The term crypto-Calvinist in Lutheranism was preceded by terms Zwinglian and Sacramentarian. Also, Jansenism has been accused of crypto-Calvinism by Roman Catholics.
Martin Luther had controversies with "Sacramentarians", and he published against them, for example, in his The Sacrament of the Body and Blood of Christ—Against the Fanatics and Confession Concerning Christ's Supper. Philipp I of Hessen arranged the Marburg Colloquy in 1529, but no agreement could be reached concerning the doctrine of Real Presence. Subsequently, the Wittenberg Concord of 1536 was signed, but this attempt at resolving the issue ultimately failed.
While Lutheranism had weakened after the Schmalkaldic War and Interim controversies, the Calvinist Reformation was spreading across Europe. Calvinists wanted to help Lutherans to give up "remnants of popery", as they saw it.
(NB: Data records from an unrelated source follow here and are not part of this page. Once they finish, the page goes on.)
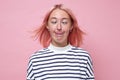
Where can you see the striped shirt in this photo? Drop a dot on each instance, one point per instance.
(60, 63)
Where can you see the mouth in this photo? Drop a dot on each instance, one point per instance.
(59, 34)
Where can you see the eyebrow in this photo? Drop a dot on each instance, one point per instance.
(56, 18)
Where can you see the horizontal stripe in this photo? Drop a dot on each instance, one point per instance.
(49, 64)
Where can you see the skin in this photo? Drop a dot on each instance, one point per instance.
(59, 26)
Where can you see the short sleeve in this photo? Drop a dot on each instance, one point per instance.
(89, 69)
(30, 71)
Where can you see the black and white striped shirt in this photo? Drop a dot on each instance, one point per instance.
(60, 63)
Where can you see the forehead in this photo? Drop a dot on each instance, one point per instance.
(58, 13)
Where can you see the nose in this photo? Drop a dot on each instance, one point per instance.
(59, 27)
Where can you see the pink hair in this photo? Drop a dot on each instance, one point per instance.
(75, 36)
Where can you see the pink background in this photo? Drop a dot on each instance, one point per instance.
(100, 19)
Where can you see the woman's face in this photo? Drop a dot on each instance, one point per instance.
(59, 26)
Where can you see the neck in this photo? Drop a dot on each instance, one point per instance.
(59, 44)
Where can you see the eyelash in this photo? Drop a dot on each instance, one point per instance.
(54, 22)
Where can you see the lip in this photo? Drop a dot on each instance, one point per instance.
(59, 33)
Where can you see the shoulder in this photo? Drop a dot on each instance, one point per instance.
(40, 53)
(80, 52)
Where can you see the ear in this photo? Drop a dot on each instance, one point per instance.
(71, 28)
(47, 27)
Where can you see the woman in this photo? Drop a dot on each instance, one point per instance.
(61, 58)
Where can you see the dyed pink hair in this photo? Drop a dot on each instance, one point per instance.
(75, 36)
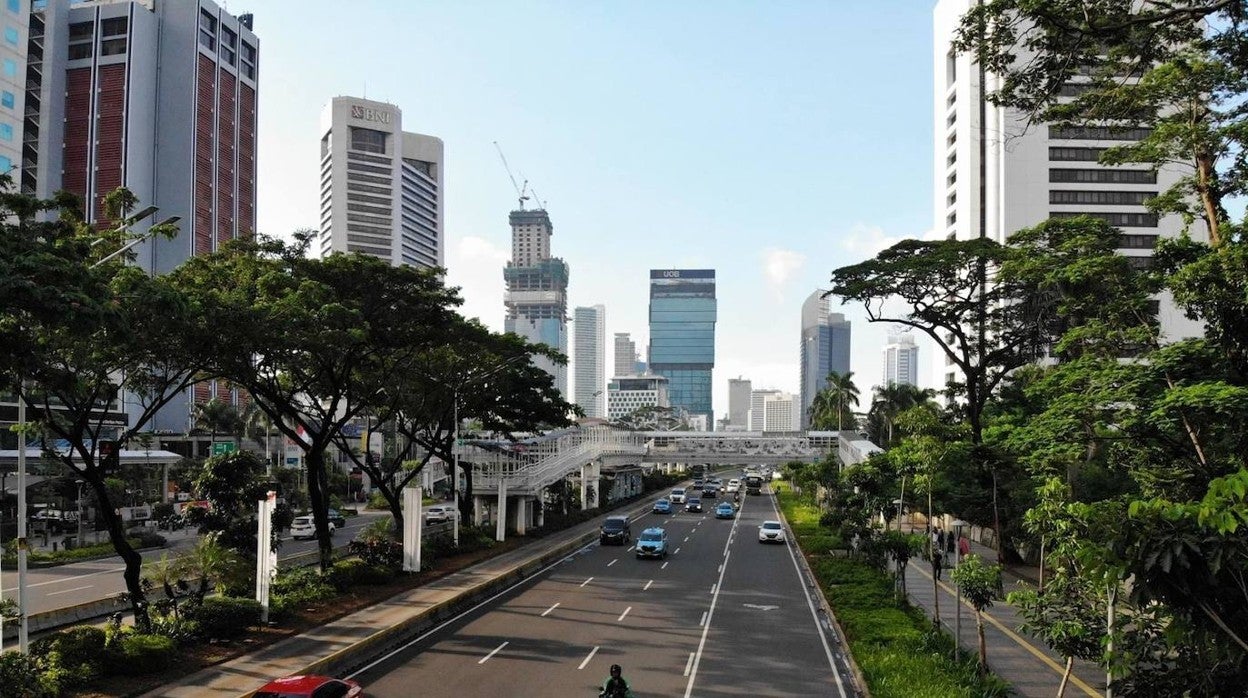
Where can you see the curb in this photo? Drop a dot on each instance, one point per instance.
(361, 653)
(826, 607)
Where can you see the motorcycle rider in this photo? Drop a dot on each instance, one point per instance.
(615, 686)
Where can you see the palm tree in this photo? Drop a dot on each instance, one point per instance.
(844, 393)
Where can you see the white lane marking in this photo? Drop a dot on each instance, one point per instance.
(483, 659)
(810, 602)
(534, 577)
(68, 591)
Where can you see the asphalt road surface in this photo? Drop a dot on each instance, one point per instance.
(69, 584)
(721, 616)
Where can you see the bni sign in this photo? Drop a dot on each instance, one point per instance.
(370, 114)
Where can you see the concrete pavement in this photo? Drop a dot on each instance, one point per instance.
(1030, 666)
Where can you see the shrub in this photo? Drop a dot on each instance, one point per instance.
(144, 654)
(21, 677)
(76, 653)
(225, 617)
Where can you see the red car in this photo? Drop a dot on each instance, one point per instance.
(312, 686)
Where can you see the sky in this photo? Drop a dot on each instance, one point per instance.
(773, 141)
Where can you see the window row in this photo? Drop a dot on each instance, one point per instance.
(1127, 220)
(1100, 132)
(1103, 175)
(1105, 197)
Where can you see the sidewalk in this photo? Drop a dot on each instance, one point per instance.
(1030, 666)
(348, 642)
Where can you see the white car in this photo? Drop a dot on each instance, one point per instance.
(771, 532)
(439, 513)
(303, 527)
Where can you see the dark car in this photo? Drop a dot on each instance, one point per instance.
(615, 530)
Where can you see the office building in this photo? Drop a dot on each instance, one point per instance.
(739, 403)
(537, 290)
(683, 312)
(781, 411)
(629, 393)
(758, 407)
(996, 174)
(625, 355)
(589, 358)
(825, 347)
(159, 98)
(901, 361)
(381, 186)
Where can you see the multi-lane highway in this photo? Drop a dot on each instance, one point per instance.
(69, 584)
(721, 616)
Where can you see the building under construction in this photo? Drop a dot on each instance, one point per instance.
(537, 290)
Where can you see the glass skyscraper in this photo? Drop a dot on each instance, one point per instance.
(683, 314)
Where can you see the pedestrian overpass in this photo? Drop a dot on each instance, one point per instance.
(508, 477)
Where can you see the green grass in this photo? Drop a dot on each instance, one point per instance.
(892, 642)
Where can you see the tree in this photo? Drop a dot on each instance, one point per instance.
(946, 292)
(981, 584)
(496, 381)
(315, 342)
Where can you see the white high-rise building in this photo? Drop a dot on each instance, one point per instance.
(381, 187)
(901, 360)
(589, 358)
(758, 411)
(781, 411)
(625, 355)
(1032, 172)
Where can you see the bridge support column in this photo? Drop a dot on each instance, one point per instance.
(522, 515)
(501, 520)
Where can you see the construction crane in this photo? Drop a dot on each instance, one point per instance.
(519, 189)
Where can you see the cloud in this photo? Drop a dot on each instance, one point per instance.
(476, 265)
(779, 266)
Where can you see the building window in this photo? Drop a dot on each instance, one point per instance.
(207, 30)
(112, 48)
(1128, 220)
(229, 45)
(114, 26)
(248, 60)
(1076, 154)
(1100, 132)
(1103, 175)
(1105, 197)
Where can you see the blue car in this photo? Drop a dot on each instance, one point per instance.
(653, 542)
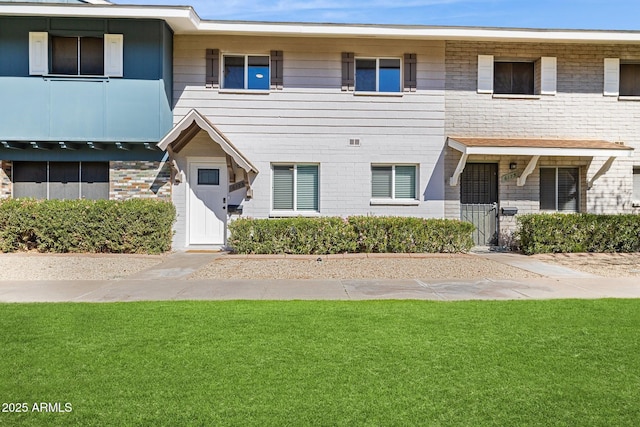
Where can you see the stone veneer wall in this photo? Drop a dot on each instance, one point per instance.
(139, 179)
(5, 179)
(577, 111)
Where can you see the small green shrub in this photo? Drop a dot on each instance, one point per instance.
(132, 226)
(332, 235)
(411, 235)
(565, 233)
(326, 235)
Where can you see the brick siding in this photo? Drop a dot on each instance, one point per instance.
(139, 179)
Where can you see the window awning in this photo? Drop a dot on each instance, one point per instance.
(536, 147)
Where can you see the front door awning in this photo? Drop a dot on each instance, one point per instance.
(190, 125)
(535, 147)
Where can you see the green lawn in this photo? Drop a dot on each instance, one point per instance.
(570, 363)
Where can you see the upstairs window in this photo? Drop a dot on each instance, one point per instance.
(520, 78)
(377, 75)
(74, 56)
(515, 78)
(246, 72)
(629, 79)
(559, 189)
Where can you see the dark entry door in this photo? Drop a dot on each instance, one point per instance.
(479, 201)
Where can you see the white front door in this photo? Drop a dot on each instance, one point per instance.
(207, 203)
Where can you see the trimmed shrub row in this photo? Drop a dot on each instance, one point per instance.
(545, 233)
(132, 226)
(334, 235)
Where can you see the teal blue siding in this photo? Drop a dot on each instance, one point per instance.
(134, 108)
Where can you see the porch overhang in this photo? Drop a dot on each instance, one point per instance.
(535, 148)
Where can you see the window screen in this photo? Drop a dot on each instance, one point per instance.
(258, 72)
(630, 79)
(366, 75)
(234, 72)
(64, 180)
(208, 177)
(77, 56)
(64, 55)
(30, 179)
(389, 75)
(559, 189)
(513, 78)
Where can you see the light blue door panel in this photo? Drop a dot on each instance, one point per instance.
(26, 116)
(77, 108)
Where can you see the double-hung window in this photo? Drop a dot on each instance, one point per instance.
(295, 188)
(560, 189)
(629, 79)
(377, 75)
(61, 180)
(513, 78)
(517, 78)
(75, 56)
(97, 55)
(394, 182)
(246, 72)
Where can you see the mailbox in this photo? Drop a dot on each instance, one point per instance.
(235, 209)
(509, 211)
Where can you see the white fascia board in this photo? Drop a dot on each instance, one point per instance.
(537, 151)
(184, 20)
(179, 18)
(414, 32)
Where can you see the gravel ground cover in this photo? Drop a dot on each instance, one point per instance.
(359, 267)
(607, 265)
(26, 266)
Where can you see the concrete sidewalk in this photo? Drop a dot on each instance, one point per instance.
(423, 289)
(166, 281)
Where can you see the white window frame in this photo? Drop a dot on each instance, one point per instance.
(546, 73)
(636, 186)
(393, 200)
(578, 189)
(39, 55)
(294, 211)
(246, 57)
(377, 59)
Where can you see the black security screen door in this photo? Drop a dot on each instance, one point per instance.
(479, 201)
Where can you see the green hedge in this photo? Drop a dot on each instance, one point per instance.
(545, 233)
(333, 235)
(132, 226)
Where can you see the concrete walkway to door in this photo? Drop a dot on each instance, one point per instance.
(167, 281)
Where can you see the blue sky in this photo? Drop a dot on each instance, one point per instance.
(566, 14)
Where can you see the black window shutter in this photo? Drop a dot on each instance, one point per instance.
(277, 79)
(348, 71)
(213, 68)
(410, 70)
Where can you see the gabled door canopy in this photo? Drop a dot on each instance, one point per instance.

By this time Calvinism had expanded its influence to southern Germany (not least because of the work of Martin Bucer), but the Peace of Augsburg (1555) had given religious freedom in Germany only to Lutherans, and it was not officially extended to Calvinists until the Treaty of Westphalia in 1648. While Bullinger, Zwingli's successor, in 1549 had accepted Calvin's much less radical view of Christ's presence in the Lord's Supper (the Eucharist was to be more than a sign; Christ was truly present in it, and was received by faith), Calvinist theologians thought that Lutheran theology also had changed its view to Real Presence, because the issue was not discussed anymore, and Philippist teaching gave some justification to this conclusion.